Caring for patients living with AIDS: knowledge, attitude and global level of comfort

Authors

  • Adetoyeje Oyeyemi DHSc PT,

  • Bashir Oyeyemi MBBS,

  • Ibraheem Bello MBBS


Adetoyeje Oyeyemi,
Dr Susan Smith McKinney Nursing & Rehabilitation Center,
594 Albany Avenue,
Brooklyn,
New York 11203,
USA.
E-mail: adeoyeyemi@aol.com

Abstract

Aims.  This paper reports a study that aimed to determine Nigerian nurses’ knowledge, attitudes and overall level of comfort in giving nursing care to acquired immune deficiency syndrome patients; determine the relationship between these variables; and identify the sociodemographic variables that influence nurses’ attitudes and how comfortable they are giving nursing care to patients with acquired immune deficiency syndrome.

Background.  There is little information on sub-Saharan African nurses’ knowledge, attitude and feeling of comfort in providing care to patients living with acquired immune deficiency syndrome.

Methods.  Two hundred and seventy-seven nurses in two teaching hospitals and two general hospitals in Nigeria were surveyed in 2003. The survey questionnaire had two parts. Part I elicited demographic information and information on previous encounters with acquired immune deficiency syndrome patients and Part II consisted of three subscales assessing knowledge, attitude and level of comfort administering certain nursing procedures to acquired immune deficiency syndrome patients.

Results.  Respondents demonstrated low levels of knowledge and poor attitudes towards people with acquired immune deficiency syndrome. Attitudes appeared to be influenced by the nurse's speciality, rank, prior education and experience with patients with acquired immune deficiency syndrome. The responding nurses showed low levels of comfort in giving care to patients with acquired immune deficiency syndrome.

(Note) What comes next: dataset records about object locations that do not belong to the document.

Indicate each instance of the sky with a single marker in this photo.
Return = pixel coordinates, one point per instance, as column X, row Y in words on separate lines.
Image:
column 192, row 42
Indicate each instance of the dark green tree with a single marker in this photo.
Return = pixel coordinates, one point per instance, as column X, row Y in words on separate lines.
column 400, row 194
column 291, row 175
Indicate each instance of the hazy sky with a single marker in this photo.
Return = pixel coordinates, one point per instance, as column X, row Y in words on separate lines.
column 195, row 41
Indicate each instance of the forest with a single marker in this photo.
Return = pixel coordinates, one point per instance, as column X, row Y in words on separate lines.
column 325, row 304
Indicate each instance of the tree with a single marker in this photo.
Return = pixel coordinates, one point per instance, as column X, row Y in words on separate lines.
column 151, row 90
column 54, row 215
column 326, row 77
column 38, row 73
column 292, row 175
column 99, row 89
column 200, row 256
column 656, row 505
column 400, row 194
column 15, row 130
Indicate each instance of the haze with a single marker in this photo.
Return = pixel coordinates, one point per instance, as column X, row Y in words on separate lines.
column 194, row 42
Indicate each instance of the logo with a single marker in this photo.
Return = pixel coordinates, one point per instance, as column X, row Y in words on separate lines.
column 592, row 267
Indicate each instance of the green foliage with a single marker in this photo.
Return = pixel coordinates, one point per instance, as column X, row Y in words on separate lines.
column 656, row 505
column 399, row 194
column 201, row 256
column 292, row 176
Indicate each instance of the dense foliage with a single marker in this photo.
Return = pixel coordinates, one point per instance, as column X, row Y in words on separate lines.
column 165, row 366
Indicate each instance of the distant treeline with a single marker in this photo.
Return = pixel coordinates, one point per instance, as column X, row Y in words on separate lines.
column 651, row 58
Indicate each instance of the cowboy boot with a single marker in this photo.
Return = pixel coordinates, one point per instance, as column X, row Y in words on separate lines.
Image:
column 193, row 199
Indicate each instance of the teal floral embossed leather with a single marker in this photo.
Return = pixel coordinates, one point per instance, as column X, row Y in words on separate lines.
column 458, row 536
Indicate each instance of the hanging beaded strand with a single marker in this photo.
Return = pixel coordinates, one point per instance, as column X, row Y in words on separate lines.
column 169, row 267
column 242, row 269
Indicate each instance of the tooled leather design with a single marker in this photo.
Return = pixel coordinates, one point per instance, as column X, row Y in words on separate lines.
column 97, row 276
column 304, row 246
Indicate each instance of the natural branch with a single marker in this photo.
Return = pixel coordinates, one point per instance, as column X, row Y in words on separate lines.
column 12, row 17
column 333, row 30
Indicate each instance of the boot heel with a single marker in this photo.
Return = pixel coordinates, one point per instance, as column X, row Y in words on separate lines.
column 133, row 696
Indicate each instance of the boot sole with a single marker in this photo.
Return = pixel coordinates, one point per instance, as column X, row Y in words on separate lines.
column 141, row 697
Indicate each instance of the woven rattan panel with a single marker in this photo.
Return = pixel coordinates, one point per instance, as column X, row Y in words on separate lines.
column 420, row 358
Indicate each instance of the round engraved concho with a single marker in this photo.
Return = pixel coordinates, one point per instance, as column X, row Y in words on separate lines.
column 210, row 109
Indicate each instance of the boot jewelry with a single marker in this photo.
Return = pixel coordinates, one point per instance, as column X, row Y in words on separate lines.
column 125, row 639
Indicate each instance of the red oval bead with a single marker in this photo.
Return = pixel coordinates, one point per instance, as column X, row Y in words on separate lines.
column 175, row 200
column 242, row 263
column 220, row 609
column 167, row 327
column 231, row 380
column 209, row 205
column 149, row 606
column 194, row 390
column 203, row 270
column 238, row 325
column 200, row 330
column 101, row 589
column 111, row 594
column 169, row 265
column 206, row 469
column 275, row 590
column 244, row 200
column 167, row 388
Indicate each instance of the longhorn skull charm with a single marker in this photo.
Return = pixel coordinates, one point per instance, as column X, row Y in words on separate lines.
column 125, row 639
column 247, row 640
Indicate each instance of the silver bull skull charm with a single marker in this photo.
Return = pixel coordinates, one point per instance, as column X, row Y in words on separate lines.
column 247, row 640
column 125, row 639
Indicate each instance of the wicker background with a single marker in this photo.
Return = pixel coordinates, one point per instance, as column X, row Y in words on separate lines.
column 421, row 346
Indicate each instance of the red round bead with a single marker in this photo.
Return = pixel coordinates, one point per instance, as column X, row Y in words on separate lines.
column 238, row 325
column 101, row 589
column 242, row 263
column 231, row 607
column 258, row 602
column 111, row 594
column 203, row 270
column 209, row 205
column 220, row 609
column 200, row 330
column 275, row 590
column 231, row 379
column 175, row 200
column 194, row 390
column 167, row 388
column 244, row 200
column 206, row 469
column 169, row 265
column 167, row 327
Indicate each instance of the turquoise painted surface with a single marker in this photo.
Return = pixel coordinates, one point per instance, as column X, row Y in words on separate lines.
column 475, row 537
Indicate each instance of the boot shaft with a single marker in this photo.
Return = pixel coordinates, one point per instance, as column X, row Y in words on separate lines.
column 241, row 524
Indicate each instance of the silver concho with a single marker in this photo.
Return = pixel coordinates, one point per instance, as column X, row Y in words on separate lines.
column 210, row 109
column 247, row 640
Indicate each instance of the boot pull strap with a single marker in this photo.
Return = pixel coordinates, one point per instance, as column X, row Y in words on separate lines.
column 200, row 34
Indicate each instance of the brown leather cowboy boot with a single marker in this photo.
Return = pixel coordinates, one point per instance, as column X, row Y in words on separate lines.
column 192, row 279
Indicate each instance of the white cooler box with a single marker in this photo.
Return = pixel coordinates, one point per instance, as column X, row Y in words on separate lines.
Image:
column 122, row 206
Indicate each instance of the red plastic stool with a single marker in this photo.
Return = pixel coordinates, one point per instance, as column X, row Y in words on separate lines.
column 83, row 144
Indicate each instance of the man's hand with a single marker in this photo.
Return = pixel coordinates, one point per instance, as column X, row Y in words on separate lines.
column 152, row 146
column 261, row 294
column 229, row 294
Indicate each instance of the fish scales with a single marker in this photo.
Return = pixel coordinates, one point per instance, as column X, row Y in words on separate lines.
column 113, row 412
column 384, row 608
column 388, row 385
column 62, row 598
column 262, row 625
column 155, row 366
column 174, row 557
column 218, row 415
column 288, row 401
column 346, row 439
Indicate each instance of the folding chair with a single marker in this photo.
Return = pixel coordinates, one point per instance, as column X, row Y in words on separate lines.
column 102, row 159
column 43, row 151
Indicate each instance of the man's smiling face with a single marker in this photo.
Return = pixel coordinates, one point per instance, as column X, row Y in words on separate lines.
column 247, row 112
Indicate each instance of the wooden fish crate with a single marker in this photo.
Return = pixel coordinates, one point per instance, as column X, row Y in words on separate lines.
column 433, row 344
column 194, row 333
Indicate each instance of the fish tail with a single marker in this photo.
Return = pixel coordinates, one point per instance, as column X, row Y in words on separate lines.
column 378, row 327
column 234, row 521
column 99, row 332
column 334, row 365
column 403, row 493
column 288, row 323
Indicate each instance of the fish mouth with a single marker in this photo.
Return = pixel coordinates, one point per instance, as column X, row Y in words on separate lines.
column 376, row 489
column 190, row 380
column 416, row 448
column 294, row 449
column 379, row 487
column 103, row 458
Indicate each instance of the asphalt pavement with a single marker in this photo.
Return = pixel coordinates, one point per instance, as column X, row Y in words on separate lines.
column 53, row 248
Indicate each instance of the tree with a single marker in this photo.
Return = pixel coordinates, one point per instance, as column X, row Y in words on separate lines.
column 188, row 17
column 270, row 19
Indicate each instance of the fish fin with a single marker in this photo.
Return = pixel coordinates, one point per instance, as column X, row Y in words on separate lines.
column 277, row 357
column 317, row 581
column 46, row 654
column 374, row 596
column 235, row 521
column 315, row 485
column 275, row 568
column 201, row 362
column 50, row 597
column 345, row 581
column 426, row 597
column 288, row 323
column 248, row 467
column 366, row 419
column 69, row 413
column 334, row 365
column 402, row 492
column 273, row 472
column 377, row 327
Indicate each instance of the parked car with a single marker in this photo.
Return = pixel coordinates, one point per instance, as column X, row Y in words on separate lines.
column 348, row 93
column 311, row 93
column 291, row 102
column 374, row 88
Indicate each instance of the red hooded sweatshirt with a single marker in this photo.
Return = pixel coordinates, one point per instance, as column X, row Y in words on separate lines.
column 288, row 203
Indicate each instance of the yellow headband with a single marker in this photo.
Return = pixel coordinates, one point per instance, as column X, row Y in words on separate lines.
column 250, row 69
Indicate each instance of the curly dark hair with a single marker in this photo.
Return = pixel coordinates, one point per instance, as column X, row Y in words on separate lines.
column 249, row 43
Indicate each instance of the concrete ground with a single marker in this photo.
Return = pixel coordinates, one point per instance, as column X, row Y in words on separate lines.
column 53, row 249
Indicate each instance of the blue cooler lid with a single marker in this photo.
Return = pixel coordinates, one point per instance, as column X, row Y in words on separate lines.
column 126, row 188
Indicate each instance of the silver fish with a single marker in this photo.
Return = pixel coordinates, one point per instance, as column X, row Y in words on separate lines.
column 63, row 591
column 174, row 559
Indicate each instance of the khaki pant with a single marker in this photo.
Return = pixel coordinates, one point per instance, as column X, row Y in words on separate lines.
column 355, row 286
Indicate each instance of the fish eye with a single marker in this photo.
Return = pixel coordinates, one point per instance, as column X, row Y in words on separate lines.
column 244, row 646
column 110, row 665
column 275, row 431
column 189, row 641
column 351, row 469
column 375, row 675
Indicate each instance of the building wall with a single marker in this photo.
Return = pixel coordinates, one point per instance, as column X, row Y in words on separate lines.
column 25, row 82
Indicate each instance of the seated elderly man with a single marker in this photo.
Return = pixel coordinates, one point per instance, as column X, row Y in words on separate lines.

Conclusions.  The findings suggest that Nigerian nurses will hesitate to care for patients with acquired immune deficiency syndrome, and that there is potential for avoidance behaviour towards them. Periodic continuing education and curriculum enhancement to include clinical clerkship, structured experience, guided discussion on ethical scenarios and attitude exploration are suggested in order to achieve and maintain adequate knowledge and a positive attitude. University-based professional and postprofessional nursing education, which could enhance acquisition of a broad knowledge base, therefore represents the future direction.